Daqui, é igualmente fácil perceber a facilidade em criar notícias que têm por base artigos com informação falsa e pô-la a circular nas redes sociais. Mas não só! O artigo em discussão neste texto já tem pelo menos uma citação com o título “Os múltiplos efeitos dos surtos de Covid-19“, onde o autor afirma que a Covid-19 foi criada por humanos e é tratável com ervas provinciais. Mais, para além de ter citado o artigo inspirado no mundo Pokémon, citou ainda uma das referências usadas no artigo “Pokémon” com o título Sinais e sintomas de infecção por Pokérus, dizendo que este era o primeiro artigo a identificar o SARS-CoV-2. Quando questionado sobre como é que isto aconteceu durante a escrita de um artigo fora da sua área de especialização, o autor não só não foi capaz de explicar como é que não viu nenhum problema em citar um artigo que nunca tinha lido, como não sabia a diferença entre as revistas científicas abertas e as predatórias.
Ambos os artigos continuam disponíveis online a 12 de Dezembro de 2020, o que mostra também uma clara falha dos governos em fiscalizar este campo, que muitas vezes lucra com dinheiro pago por esses mesmos governos.

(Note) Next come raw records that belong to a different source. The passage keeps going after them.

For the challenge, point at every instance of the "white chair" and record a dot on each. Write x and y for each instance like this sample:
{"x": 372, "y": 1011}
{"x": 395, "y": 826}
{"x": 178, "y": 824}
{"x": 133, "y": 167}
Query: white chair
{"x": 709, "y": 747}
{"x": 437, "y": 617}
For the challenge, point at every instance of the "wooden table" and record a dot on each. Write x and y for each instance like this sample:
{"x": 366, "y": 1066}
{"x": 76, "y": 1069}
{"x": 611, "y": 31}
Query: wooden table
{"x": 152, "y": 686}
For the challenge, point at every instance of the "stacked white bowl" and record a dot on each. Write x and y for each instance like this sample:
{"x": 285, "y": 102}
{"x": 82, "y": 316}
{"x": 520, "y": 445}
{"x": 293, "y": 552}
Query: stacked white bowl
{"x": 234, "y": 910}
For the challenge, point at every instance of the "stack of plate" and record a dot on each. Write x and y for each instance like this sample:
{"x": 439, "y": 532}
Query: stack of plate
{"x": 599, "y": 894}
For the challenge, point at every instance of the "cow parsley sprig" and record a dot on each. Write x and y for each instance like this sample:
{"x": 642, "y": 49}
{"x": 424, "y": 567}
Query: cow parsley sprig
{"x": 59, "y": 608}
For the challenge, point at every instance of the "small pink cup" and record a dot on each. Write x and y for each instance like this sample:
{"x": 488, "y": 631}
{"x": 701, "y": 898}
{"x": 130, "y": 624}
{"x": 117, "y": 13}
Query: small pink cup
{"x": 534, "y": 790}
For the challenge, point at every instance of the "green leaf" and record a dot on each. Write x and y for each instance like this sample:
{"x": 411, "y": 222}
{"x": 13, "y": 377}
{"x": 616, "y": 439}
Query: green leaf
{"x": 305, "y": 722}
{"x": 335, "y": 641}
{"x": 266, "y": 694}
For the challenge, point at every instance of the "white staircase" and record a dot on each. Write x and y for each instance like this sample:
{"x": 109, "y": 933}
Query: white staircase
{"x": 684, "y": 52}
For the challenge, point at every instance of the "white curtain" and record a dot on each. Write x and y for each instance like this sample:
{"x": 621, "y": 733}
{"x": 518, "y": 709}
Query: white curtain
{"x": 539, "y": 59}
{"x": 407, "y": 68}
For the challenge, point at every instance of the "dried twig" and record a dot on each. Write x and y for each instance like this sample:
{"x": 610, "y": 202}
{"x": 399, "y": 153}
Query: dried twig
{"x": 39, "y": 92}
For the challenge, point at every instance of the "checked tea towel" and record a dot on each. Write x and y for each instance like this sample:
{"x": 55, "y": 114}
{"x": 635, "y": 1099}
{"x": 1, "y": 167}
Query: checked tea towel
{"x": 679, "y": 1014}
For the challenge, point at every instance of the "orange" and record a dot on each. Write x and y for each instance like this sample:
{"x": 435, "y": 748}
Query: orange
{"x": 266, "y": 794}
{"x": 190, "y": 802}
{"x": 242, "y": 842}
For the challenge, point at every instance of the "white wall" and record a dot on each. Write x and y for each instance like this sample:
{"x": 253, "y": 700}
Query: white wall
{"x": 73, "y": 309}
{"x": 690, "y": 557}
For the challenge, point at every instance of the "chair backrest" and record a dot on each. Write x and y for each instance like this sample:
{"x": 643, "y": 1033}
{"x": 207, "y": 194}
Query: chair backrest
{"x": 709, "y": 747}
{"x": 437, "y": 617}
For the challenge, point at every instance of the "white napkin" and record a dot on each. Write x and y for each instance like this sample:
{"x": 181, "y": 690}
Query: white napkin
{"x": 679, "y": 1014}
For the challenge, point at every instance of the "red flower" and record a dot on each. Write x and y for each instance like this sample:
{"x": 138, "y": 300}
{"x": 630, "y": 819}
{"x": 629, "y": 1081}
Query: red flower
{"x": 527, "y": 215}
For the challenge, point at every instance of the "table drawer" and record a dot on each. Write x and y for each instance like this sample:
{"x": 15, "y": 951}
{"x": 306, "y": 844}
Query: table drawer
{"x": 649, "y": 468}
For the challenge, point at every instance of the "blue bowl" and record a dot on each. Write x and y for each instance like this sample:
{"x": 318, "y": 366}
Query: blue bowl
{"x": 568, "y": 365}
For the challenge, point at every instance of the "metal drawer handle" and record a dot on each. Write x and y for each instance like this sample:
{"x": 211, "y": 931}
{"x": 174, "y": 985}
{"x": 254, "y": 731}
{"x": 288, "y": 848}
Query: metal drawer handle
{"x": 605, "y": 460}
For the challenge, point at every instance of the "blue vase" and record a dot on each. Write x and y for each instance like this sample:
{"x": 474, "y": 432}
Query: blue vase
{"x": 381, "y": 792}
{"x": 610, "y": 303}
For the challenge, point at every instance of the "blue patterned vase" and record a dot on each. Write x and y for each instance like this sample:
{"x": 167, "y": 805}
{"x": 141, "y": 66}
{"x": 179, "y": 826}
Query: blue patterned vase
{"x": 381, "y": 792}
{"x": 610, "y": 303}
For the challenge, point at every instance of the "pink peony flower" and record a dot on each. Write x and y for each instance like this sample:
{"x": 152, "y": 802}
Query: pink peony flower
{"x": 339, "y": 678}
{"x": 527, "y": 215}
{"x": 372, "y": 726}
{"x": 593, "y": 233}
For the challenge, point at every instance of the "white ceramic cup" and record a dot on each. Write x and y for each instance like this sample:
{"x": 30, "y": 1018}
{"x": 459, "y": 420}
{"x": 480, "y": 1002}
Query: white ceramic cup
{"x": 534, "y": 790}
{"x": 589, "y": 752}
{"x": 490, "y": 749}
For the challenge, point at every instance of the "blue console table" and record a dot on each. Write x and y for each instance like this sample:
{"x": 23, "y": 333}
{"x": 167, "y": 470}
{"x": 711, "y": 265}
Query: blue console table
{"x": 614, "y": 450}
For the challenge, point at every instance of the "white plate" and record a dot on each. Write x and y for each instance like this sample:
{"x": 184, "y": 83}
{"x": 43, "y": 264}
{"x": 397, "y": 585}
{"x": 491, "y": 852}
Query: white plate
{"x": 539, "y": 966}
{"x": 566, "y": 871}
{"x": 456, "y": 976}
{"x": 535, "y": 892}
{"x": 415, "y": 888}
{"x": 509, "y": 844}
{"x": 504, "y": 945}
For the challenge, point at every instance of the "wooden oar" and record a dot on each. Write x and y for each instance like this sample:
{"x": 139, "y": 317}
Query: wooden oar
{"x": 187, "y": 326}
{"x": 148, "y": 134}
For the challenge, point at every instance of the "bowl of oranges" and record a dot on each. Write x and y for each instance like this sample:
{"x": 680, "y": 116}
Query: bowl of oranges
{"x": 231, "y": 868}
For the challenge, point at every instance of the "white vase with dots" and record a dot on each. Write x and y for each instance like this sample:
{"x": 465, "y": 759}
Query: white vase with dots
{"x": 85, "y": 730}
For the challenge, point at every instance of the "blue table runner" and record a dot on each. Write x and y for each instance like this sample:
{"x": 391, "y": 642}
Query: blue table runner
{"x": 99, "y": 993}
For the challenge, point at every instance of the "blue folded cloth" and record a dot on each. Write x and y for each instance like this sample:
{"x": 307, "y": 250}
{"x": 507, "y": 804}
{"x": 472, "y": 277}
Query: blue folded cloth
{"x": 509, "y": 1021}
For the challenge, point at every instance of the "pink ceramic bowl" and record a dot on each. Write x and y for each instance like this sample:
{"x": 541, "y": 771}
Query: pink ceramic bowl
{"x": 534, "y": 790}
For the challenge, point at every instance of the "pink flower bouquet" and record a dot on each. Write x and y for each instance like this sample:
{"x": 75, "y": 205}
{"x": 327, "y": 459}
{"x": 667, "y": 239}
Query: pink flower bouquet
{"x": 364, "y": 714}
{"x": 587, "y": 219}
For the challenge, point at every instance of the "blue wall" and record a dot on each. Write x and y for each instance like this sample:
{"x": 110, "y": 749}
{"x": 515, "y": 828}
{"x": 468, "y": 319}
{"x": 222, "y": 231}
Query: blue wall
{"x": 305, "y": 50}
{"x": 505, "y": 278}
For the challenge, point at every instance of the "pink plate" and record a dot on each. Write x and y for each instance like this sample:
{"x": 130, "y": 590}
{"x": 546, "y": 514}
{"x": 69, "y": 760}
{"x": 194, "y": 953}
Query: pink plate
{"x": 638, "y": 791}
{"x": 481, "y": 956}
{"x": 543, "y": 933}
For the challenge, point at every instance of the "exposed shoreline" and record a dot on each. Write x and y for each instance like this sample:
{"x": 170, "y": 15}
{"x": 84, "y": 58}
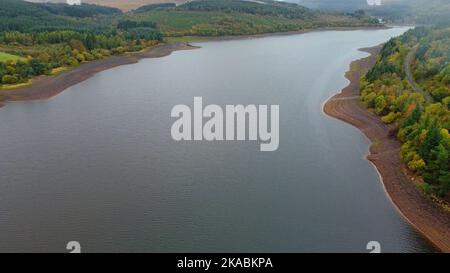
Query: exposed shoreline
{"x": 44, "y": 87}
{"x": 425, "y": 216}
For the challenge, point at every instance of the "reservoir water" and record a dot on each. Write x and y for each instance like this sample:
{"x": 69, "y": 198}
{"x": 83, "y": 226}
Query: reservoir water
{"x": 97, "y": 164}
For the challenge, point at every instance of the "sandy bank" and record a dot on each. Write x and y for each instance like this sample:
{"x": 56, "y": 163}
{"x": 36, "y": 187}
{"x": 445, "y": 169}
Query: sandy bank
{"x": 431, "y": 221}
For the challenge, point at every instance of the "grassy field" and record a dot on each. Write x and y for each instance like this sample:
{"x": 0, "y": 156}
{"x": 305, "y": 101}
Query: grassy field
{"x": 4, "y": 57}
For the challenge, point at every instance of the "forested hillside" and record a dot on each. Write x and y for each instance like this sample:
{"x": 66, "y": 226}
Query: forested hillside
{"x": 233, "y": 17}
{"x": 420, "y": 113}
{"x": 37, "y": 39}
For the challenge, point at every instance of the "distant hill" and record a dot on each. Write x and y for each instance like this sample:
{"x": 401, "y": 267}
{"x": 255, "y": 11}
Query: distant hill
{"x": 124, "y": 5}
{"x": 333, "y": 5}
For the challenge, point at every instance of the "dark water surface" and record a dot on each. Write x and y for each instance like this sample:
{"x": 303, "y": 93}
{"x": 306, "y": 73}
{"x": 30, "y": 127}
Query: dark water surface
{"x": 97, "y": 164}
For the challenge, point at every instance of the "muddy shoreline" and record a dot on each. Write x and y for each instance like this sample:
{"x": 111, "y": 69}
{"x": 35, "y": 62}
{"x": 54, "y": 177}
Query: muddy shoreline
{"x": 425, "y": 216}
{"x": 44, "y": 87}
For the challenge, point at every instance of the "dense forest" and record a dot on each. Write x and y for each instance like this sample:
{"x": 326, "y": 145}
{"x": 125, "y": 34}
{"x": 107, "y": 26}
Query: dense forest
{"x": 235, "y": 17}
{"x": 43, "y": 38}
{"x": 420, "y": 114}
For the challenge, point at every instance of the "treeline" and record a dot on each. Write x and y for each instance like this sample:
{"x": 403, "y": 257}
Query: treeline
{"x": 423, "y": 127}
{"x": 80, "y": 11}
{"x": 267, "y": 8}
{"x": 47, "y": 37}
{"x": 155, "y": 7}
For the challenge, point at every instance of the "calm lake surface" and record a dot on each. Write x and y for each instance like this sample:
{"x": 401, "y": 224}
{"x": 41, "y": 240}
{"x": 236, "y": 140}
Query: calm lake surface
{"x": 97, "y": 164}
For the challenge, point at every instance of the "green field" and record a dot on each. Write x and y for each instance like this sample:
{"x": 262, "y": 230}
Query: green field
{"x": 4, "y": 57}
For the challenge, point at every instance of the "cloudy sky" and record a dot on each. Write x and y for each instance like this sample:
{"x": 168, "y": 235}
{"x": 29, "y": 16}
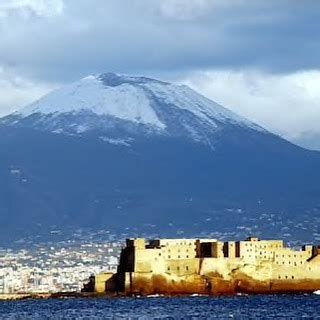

As revistas predatórias são muito perigosas, principalmente aquelas que publicam trabalhos na área da saúde, pois facilmente levam uma pessoa mais desatenta a acreditar na informação que partilham. Por isso, como sempre, é importante recolher informação de fontes seguras e reconhecidas, ainda que, por vezes, também possam errar, mas, se acontecer, certamente que repararão o erro, ao contrário de muitas fontes duvidosas, que mantêm informação falsa disponível durante meses ou anos.